Bring their favorite treats from home if you are not sure if they are going to like the vet treats.
Take Joy Rides
Does your dog associate car rides with going to the vet? If yes, after they are finished with their visit, take your dog on a car ride that ends with a treat or a stroll in the park. As a result, your dog will not associate the car with only vet appointments.
Medications from your vet to treat car-sickness for your pet is also a great option, and is highly advised if applicable. Additionally, it is unsafe for your dog to be in the front seat of the car due to possible inflation of airbags, so put them in the back for optimal safety.
Create a Safe Crate
Crates can be a scary place for some dogs, increasing their anxiety, stress, and fear levels when placed inside of it before the appointment. Try to avoid taking out the crate only when going to the vet. Alternatively, at home, leave it out as a safe place for your dog to sleep or eat in, instead of an unsafe/negative environment.

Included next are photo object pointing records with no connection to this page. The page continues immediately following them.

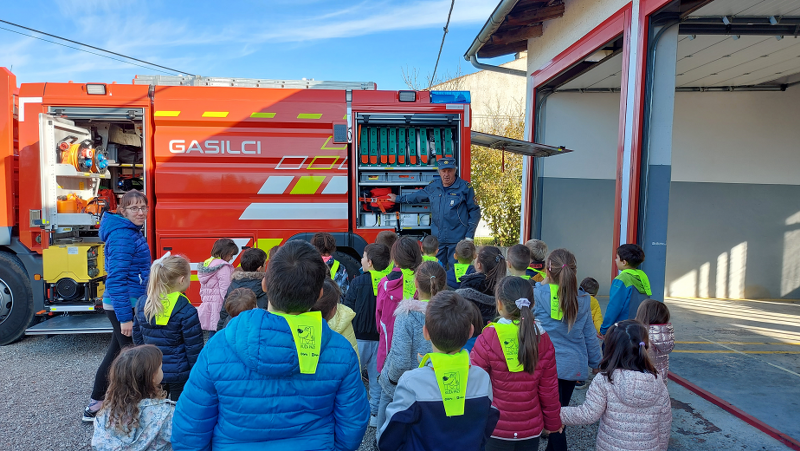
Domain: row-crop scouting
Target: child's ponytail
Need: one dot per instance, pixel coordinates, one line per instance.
(626, 344)
(563, 268)
(165, 274)
(494, 265)
(516, 294)
(431, 278)
(130, 380)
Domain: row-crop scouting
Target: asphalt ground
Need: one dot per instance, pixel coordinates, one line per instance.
(745, 352)
(46, 383)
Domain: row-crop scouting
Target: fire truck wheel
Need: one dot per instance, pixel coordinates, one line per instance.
(16, 299)
(351, 264)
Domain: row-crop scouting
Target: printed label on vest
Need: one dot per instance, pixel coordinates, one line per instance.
(555, 307)
(508, 334)
(452, 372)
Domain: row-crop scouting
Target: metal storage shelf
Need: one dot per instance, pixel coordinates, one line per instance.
(66, 170)
(397, 168)
(126, 165)
(76, 219)
(379, 183)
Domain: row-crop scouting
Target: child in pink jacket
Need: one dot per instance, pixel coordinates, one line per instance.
(627, 396)
(215, 277)
(396, 286)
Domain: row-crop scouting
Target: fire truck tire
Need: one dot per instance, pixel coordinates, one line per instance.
(351, 264)
(16, 299)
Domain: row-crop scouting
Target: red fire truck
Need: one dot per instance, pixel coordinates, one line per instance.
(258, 161)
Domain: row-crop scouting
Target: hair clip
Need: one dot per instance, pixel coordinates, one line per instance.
(160, 261)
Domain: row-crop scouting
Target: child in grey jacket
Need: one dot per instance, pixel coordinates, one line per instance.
(655, 316)
(408, 343)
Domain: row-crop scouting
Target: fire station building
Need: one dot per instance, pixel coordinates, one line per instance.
(684, 118)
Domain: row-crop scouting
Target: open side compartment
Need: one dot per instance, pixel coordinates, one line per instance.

Most veterinarians recommend crate training when your dog is a puppy as well to make this process easier. As a result, your dog will hopefully go inside when you need them to, will not associate the crate with only going to the vet, and will feel safe and secure.
Make a Difference
Reading body language for detailed cues, playing specific music, and providing short-acting anti-anxiety medication are just three examples of the many ways to reduce anxiety, stress, and fear in the pets we love.
The emotional and physical health of the ones we care the most about is the #1 priority, and each of us can play a vital role in in helping vet visits become Fear Free.